1. Initialize a Stack​

  • Create an empty stack to store tree nodes.

2. Process Each Character in the Postfix Expression​

  • If the character is an operand (e.g., a letter or number), create a new tree node with this operand as its value, and push it onto the stack.
  • If the character is an operator (e.g., +, -, *, /):
    • Pop the top two nodes from the stack. The first node popped is the right child, and the second node is the left child.
    • Create a new tree node with the operator as its value and set the popped nodes as its children (left and right).
    • Push this new node (subtree) back onto the stack.

3. Final Root Node​

  • After processing all characters, the stack will contain only one node, which is the root of the expression tree.

4. Inorder Traversal to Get Infix Expression​

  • Perform an inorder traversal on the tree.
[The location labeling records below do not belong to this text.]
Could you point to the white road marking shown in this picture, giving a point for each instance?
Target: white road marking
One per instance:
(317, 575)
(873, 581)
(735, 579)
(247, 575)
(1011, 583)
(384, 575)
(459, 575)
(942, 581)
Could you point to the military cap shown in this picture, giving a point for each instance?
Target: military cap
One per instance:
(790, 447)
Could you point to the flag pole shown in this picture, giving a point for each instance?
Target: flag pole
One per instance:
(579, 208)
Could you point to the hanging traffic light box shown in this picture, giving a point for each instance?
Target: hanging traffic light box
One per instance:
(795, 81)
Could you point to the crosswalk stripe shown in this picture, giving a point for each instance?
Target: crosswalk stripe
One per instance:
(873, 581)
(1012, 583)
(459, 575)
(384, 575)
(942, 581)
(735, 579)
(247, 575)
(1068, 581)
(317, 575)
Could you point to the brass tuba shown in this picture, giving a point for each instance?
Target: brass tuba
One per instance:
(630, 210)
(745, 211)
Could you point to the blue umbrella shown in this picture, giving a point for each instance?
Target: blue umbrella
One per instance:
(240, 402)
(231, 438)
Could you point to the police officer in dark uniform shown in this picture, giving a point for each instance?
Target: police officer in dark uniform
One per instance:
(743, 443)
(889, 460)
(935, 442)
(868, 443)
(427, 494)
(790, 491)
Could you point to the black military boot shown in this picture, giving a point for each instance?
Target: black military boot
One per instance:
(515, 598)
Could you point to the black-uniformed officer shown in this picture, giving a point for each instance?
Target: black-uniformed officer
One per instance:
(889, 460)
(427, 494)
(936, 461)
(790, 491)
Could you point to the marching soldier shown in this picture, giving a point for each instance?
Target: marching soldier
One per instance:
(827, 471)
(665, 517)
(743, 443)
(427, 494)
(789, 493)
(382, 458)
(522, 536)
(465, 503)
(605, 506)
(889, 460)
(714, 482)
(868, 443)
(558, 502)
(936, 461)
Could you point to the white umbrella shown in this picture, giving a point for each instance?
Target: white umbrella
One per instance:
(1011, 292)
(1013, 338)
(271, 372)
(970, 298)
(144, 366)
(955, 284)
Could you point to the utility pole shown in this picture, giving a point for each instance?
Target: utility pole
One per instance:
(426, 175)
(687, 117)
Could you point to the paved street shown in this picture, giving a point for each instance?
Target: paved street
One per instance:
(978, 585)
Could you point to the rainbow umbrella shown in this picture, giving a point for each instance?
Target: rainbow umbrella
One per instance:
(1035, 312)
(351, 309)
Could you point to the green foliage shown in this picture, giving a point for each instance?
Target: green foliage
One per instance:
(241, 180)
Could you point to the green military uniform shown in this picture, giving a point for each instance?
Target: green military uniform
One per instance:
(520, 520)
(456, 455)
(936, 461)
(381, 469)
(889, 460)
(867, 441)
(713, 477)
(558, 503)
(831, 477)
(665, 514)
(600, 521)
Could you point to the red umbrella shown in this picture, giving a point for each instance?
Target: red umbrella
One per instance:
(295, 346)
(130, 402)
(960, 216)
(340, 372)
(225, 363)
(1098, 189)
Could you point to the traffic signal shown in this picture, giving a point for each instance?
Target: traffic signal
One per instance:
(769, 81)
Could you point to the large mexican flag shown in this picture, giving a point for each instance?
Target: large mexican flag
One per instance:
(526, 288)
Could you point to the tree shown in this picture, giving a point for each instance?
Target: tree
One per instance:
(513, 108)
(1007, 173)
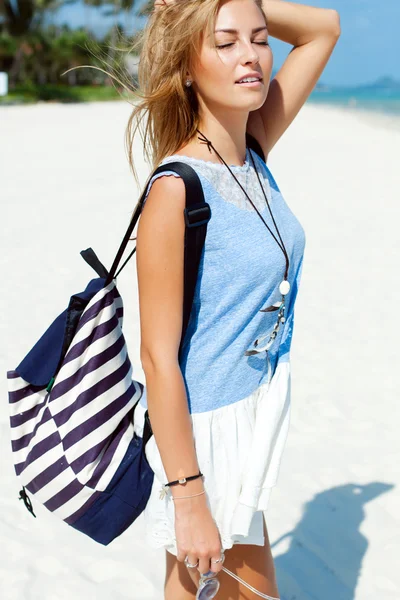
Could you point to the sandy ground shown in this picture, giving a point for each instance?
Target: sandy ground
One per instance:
(333, 519)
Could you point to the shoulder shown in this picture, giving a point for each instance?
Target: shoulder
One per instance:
(163, 186)
(255, 129)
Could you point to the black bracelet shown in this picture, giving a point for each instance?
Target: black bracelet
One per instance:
(184, 480)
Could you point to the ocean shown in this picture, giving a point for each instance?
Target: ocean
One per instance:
(384, 101)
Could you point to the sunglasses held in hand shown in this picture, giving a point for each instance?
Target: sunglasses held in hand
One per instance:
(209, 586)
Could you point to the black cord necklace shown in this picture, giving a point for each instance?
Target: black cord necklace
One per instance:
(284, 286)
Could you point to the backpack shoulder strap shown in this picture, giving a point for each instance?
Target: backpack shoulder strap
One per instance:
(197, 213)
(254, 145)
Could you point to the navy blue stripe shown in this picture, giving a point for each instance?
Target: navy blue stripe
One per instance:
(24, 441)
(25, 392)
(93, 392)
(99, 419)
(94, 363)
(94, 310)
(109, 454)
(47, 475)
(96, 333)
(21, 418)
(62, 497)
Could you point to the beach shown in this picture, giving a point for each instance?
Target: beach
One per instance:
(333, 518)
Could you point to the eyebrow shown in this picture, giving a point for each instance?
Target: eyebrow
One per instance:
(256, 30)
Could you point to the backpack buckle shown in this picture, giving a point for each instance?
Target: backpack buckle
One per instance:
(198, 214)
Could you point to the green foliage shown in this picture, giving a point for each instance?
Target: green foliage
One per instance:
(45, 61)
(30, 93)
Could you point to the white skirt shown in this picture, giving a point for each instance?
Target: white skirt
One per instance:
(239, 449)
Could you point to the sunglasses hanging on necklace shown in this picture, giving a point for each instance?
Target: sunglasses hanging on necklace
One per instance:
(284, 286)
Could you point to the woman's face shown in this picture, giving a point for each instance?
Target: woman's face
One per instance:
(235, 55)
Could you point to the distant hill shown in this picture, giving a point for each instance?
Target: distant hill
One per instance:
(383, 83)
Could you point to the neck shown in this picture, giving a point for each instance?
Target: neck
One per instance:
(227, 136)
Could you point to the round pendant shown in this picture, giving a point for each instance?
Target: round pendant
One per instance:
(284, 287)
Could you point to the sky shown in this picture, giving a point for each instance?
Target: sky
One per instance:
(366, 50)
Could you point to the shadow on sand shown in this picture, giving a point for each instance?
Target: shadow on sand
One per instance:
(326, 549)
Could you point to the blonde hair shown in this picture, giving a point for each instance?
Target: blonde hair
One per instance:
(170, 43)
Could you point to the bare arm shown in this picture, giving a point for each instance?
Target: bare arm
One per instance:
(160, 251)
(160, 259)
(313, 33)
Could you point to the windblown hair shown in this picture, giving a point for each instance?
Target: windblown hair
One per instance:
(170, 44)
(168, 48)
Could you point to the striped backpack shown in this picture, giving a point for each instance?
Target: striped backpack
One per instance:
(72, 399)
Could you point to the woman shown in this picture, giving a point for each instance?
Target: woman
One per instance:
(221, 414)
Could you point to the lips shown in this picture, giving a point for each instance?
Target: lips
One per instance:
(253, 74)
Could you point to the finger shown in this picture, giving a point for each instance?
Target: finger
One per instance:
(204, 565)
(217, 567)
(192, 560)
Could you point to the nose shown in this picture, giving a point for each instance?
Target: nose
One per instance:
(249, 54)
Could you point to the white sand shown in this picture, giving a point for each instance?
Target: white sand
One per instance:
(334, 516)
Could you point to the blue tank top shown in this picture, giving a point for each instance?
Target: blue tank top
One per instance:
(240, 270)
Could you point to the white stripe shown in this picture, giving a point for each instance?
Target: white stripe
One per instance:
(117, 458)
(70, 368)
(95, 437)
(68, 509)
(104, 315)
(90, 379)
(27, 403)
(56, 485)
(16, 383)
(43, 432)
(28, 426)
(103, 400)
(41, 463)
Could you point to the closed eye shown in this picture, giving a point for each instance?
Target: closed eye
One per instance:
(231, 44)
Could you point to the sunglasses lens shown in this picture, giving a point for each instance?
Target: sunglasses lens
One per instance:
(209, 590)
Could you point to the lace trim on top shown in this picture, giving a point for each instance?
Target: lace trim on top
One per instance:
(221, 179)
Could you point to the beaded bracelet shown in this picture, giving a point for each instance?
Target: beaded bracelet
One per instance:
(192, 496)
(182, 481)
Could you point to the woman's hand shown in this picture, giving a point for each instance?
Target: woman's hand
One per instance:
(197, 535)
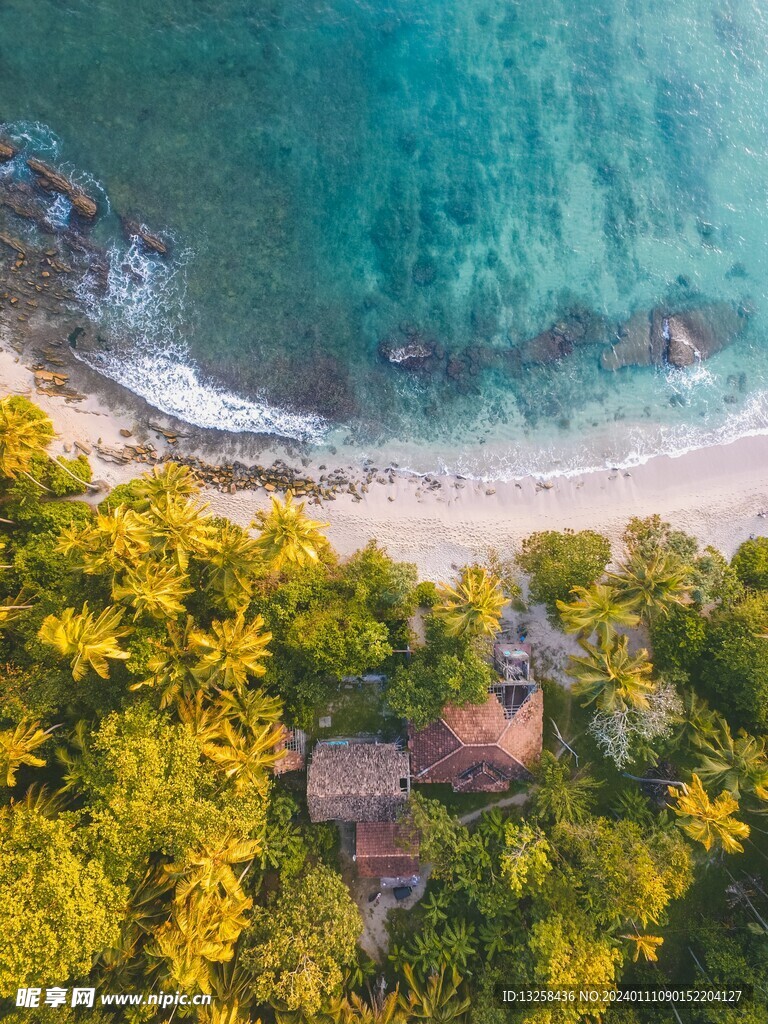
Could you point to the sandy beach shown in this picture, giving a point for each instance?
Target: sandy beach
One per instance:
(715, 494)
This traversal will give the infix expression equivalent of the original postfix expression.

Example Walkthrough​

For a postfix expression "ab+c*":

  1. Process a and b (operands): push as nodes onto the stack.
  2. Process + (operator): pop b and a, create a + node with a as the left child and b as the right child, and push the + node back.
  3. Process c (operand): push as a node onto the stack.
  4. Process * (operator): pop the + subtree and c, create a * node with + as the left child and c as the right child, and push the * node back.
  5. The stack now has one node (root of the tree).

Inorder traversal on this tree will yield ((a + b) * c), which is the infix expression.

C++ Code Implementation​


#include <iostream>
#include <stack>
#include <string>

using namespace std;

// TreeNode class to represent each node in the expression tree
class TreeNode {
public:
    char value;
    TreeNode* left;
    TreeNode* right;

    TreeNode(char val) : value(val), left(nullptr), right(nullptr) {}
};

// Function to check if a character is an operator
bool isOperator(char c) {
    return (c == '+' || c == '-' || c == '*' || c == '/');
}

// Function to construct the expression tree from a postfix expression
TreeNode* constructExpressionTree(const string& postfix) {
    stack<TreeNode*> stack;

    for (char ch : postfix) {
        if (isOperator(ch)) {
            // Pop two nodes for the operator
            TreeNode* right = stack.top(); stack.pop();
            TreeNode* left = stack.top(); stack.pop();

            // Create a new node with the operator and attach left and right children
            TreeNode* node = new TreeNode(ch);
            node->left = left;
            node->right = right;

            // Push the new subtree back onto the stack
            stack.push(node);
        } else {
            // Push operand as a new node onto the stack
            stack.push(new TreeNode(ch));
        }
    }

    // The remaining node in the stack is the root of the expression tree
    return stack.top();
}

// Function to perform inorder traversal of the expression tree
void inorderTraversal(TreeNode* root) {
    if (root == nullptr) return;

    // Add parentheses for operators to get the correct infix expression
    if (isOperator(root->value)) cout << "(";
    
    inorderTraversal(root->left);
    cout << root->value;
    inorderTraversal(root->right);
    
    if (isOperator(root->value)) cout << ")";
}

int main() {
    string postfix = "ab+c*";
    
    // Construct the expression tree
    TreeNode* root = constructExpressionTree(postfix);
    
    // Print the infix expression using inorder traversal
    cout << "Infix Expression: ";
    inorderTraversal(root);
    cout << endl;

    return 0;
}

Code Analysis​

Time Complexity​

  • Constructing the Expression Tree: O(n), where n is the number of characters in the postfix expression.
  • Inorder Traversal: O(n).
  • Overall: O(n).

Space Complexity​

  • Stack and Tree Storage: O(n) for both the stack and the expression tree.

Summary​

The implementation effectively constructs an expression tree from a postfix expression and outputs the corresponding infix expression, with efficient time and space complexities, and a clear, maintainable structure.